Let’s get started with Day 9.

  • The UNNEST clause is used in SQL to expand an array or a map data type into a set of rows. It is often used in conjunction with the CROSS JOIN clause to join the expanded set of rows with another table.

Implementation —

SELECT column1, column2, unnested_column
FROM your_table, UNNEST(array_column) AS unnested_column
  • SQL databases, also known as relational databases, are based on the relational model and use structured query language (SQL) to manage and manipulate data. Examples of SQL databases include MySQL, PostgreSQL, and Microsoft SQL Server.
  • NoSQL databases, on the other hand, are non-relational and do not use SQL as their primary language. They are designed to handle large amounts of unstructured or semi-structured data, and are often more flexible and scalable than SQL databases. Examples of NoSQL databases include MongoDB, Cassandra, and Redis.

Common Expression Table

In order to simplify the complex queries, make them more readable and query against them, Common Table Expressions is used. Common Table Expressions is nothing but a query whose result set you can reference in a later section of your query i.e it returns a temporary table that you return within your query. It uses the WITH clause.

Format —

WITH CTE_expression_name AS (

SELECT column_name

FROM table

WHERE condition)

SELECT column_name

FROM table

INNER JOIN CTE_expression_name on condition

Implementation —

WITH sales_data AS (
  SELECT
    order_date,
    customer_id,
    SUM(total_amount) AS total_sales
  FROM
    orders
  GROUP BY
    order_date,
    customer_id
)
SELECT
  order_date,
  customer_id,
  total_sales
FROM
  sales_data
WHERE
  total_sales > 1000;

UNNEST Clause

UNNEST is used to flatten the arrays. UNNEST takes an array and in turn returns a table with a single row for each element in the array. It destroys the order of array elements.

Format —

SELECT column_name, COUNT(column_name) as counts

FROM table,

UNNEST(array) as alias_name

WHERE condition

GROUP BY column_name

ORDER BY column_name [ASC or DESC]

Implementation —

SELECT
  customer_id,
  order_id,
  product_name
FROM
  orders,
  UNNEST(products) AS product_name;

SQL vs NoSQL Databases

SQL

As you design large systems ( or even smaller ones), you need to decide the inflow-processing and outflow of data coming- and getting processed in the system.

Data is generally organized in tables as rows and columns where columns represents attributes and rows represent records and keys have logical relationships. The SQL db schema always shows relational, tabular data following the ACID properties.

Pic credits : SQLsevr

There are two types of databases to consider — SQL and NoSQL databases.

SQL databases have predefined schema and the data is organized/displayed in the form of tables.

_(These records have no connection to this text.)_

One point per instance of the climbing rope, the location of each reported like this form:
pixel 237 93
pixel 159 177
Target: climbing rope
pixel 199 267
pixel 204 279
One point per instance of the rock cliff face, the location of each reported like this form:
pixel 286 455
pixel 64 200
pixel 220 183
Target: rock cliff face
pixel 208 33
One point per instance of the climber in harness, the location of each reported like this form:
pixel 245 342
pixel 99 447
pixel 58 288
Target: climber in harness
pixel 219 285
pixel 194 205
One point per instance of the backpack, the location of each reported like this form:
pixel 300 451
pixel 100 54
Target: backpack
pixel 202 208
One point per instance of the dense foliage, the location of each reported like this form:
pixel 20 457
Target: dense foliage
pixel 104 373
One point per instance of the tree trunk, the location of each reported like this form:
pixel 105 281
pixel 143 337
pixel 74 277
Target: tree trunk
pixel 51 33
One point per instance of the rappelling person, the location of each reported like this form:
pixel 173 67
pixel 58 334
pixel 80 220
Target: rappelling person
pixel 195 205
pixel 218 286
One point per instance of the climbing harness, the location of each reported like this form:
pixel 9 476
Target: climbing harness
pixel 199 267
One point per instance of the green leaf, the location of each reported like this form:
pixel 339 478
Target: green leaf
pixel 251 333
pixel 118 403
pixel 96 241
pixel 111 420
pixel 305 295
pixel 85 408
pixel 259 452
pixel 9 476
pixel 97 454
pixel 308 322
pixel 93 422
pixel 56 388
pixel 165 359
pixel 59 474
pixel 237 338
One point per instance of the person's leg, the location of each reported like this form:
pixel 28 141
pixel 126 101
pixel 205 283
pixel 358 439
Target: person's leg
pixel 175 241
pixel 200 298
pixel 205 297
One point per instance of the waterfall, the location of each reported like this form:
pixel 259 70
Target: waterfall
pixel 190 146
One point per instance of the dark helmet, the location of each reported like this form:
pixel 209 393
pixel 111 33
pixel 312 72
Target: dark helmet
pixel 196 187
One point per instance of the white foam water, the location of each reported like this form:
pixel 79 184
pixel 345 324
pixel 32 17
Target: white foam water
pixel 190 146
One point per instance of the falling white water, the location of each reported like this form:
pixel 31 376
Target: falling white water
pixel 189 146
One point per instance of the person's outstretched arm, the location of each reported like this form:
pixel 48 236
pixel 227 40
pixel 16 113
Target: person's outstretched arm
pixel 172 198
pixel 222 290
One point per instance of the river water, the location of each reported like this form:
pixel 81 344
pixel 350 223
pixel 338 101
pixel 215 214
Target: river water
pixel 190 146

These databases use SQL ( Structured Query Language) to define, manipulate, update the data.

Pic credits : xmlz

Relational databases like MS SQL Server, PostgreSQL, Sybase, MySQL Database, Oracle, etc. use SQL.

NoSQL

Pic credits : scylladb

NoSQL databases on the other side, have no predefined schema which adds to more flexibility to use the formats that best suits the data — Work with graphs, column-oriented data, key-value and documents etc. They are generally preferred for hierarchical data, graphs ( e.g. social network) and to work with large data.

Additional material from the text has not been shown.